Covid long : une énigme médicale persistante malgré les recherches
Plus de cinq années se sont écoulées depuis le début de la pandémie de Covid-19, et le syndrome du Covid long demeure une énigme médicale majeure, toujours dépourvu de traitement efficace. Cette pathologie, qui se caractérise par des symptômes durables après l'infection initiale – fatigue intense, troubles respiratoires persistants, douleurs musculaires invalidantes – continue de handicaper des milliers de personnes à travers le monde.
Un manque de reconnaissance et de solutions thérapeutiques
Les associations de patients expriment une frustration grandissante face à ce qu'elles perçoivent comme un manque de reconnaissance de la part des institutions sanitaires et une insuffisance de pistes concrètes offertes par la recherche. « En 2026, c'est inacceptable de psychologiser ça », s'indigne Ryan, atteint d'un Covid long depuis quatre ans, lors d'une récente manifestation devant l'Hôtel-Dieu à Paris. Cette colère est partagée par de nombreuses organisations, comme Winslow Santé publique, à l'origine du rassemblement.

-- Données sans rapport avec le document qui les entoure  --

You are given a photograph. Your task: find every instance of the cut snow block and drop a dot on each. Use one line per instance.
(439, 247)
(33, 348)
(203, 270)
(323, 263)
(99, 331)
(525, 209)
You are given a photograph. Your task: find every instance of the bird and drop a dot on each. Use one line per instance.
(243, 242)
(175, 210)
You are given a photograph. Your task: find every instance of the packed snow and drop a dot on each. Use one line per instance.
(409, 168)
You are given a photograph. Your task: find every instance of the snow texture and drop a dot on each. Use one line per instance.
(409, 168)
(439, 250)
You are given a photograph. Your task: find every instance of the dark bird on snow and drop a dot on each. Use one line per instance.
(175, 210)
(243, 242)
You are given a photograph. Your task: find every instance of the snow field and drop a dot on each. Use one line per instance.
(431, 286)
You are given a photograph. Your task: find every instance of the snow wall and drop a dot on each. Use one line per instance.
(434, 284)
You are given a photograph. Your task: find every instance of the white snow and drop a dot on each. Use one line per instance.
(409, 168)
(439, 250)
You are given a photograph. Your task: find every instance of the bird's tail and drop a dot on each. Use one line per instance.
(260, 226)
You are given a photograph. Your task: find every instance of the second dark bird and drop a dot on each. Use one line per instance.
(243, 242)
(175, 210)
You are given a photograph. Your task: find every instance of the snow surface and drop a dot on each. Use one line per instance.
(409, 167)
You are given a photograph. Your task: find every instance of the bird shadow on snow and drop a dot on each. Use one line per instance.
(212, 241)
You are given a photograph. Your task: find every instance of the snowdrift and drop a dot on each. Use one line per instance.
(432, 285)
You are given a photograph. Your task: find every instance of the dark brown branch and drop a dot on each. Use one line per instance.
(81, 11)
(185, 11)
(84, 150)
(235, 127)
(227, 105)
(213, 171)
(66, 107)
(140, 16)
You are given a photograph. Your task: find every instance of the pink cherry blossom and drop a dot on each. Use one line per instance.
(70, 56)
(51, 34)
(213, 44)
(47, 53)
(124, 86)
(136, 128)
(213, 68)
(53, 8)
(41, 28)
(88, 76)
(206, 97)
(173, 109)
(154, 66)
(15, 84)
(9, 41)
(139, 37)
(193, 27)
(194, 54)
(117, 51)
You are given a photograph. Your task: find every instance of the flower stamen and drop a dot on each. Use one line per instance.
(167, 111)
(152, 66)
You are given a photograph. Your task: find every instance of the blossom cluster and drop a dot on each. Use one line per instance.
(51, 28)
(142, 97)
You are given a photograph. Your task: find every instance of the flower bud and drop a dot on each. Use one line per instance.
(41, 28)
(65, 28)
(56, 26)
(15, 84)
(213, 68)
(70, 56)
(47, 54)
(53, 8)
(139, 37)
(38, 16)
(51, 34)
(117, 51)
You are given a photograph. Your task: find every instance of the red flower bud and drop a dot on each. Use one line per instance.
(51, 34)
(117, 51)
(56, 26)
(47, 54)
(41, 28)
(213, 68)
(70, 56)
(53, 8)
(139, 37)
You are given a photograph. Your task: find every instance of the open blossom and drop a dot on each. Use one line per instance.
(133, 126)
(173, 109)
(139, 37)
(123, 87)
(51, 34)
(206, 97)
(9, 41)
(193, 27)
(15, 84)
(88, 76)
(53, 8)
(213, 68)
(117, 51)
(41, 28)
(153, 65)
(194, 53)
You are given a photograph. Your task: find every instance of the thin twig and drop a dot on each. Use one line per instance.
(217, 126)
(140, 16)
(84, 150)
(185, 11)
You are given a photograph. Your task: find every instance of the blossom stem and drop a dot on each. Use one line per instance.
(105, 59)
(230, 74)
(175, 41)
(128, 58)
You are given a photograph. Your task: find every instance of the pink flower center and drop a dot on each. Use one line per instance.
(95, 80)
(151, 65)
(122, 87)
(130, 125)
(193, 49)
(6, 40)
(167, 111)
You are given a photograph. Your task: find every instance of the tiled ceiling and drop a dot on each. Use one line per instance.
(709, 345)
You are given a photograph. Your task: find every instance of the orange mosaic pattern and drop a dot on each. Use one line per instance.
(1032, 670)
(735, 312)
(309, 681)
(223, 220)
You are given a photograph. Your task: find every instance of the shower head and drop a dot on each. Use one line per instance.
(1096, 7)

Selon les estimations prudentes de l'Organisation mondiale de la Santé (OMS), environ 6% des personnes ayant contracté le Covid-19 ont développé une forme prolongée de la maladie. Cependant, il reste difficile d'établir un chiffre précis, les définitions variant concernant le délai à partir duquel on peut parler de Covid long.
Des recherches intensives mais des résultats limités
Pourtant, le Covid long a généré un volume de recherches sans précédent dans le domaine des syndromes post-infectieux, bien plus que pour des pathologies similaires comme la maladie de Lyme. Plusieurs mécanismes physiologiques sont activement étudiés par la communauté scientifique internationale : la persistance résiduelle du virus SARS-CoV-2 dans l'organisme, une inflammation chronique des tissus, ou un dérèglement auto-immun où le système de défense s'attaquerait à lui-même.
« Il y a plus d'une dizaine d'essais thérapeutiques cliniques qui sont lancés à travers le monde, mais on est en échec total », regrettait récemment Mireille Laforge, chercheuse au CNRS, lors d'une conférence de presse. Pour elle, cet échec s'explique par une mauvaise cible : il existerait probablement plusieurs formes de Covid long, relevant de processus physiologiques distincts et non d'un mécanisme unique.
La thèse psychologique : un débat houleux et marginal
C'est dans ce contexte d'incertitude scientifique qu'une école de pensée dissidente, principalement portée par certains chercheurs français, redonne de la voix à l'hypothèse psychologique. Dans une tribune publiée fin 2025 dans le journal Le Monde, le psychiatre Cédric Lemogne et d'autres signataires appelaient à se concentrer sur « une science des symptômes » plutôt que sur la seule quête de causes physiologiques.
Cette position a immédiatement suscité une vive opposition des associations de patients et de nombreux autres chercheurs, y voyant une résurgence de la thèse d'un Covid long essentiellement psychosomatique. Le profil de Cédric Lemogne irrite particulièrement, celui-ci étant impliqué dans un parcours de soins à l'Hôtel-Dieu accordant une large place à la psychothérapie.
« Le facteur déclenchant est souvent physique mais pas forcément les facteurs de perpétuation des symptômes », avance le psychiatre. « Parmi ces mécanismes, il y en a qui sont d'ordre psychologique, mais c'est un terme parfois vécu comme stigmatisant, donc je pourrais dire cognitifs ou cérébraux ». Il souligne que seules les psychothérapies et la rééducation physique ont montré des effets, bien que modestes, pour améliorer la qualité de vie des patients, selon une étude parue en 2025 dans le BMJ.
Une hypothèse minoritaire dans la littérature scientifique
Malgré ces affirmations, la thèse psychologique reste extrêmement marginale au niveau international. Deux synthèses majeures publiées en 2024 dans The Lancet et Nature Medicine n'évoquaient que des pistes physiologiques. L'épidémiologiste Ziyad Al-Aly, auteur de l'étude dans Nature Medicine, précise : « L'anxiété et la détresse psychologique peuvent constituer des manifestations parmi d'autres. Mais dire que les troubles psychologiques sont une conséquence de la maladie, ce n'est pas du tout comme affirmer qu'ils sont la cause des symptômes ».
Il estime que mélanger ces deux aspects nuit aux patients et observe que l'hypothèse psychologique trouve paradoxalement plus de soutien institutionnel en France qu'ailleurs. Le débat, loin d'être clos, oppose ainsi une minorité de chercheurs défendant une approche intégrant des facteurs psychosociaux à une majorité de patients et de scientifiques insistants sur la nécessité de poursuivre les recherches sur les causes organiques de ce syndrome invalidant.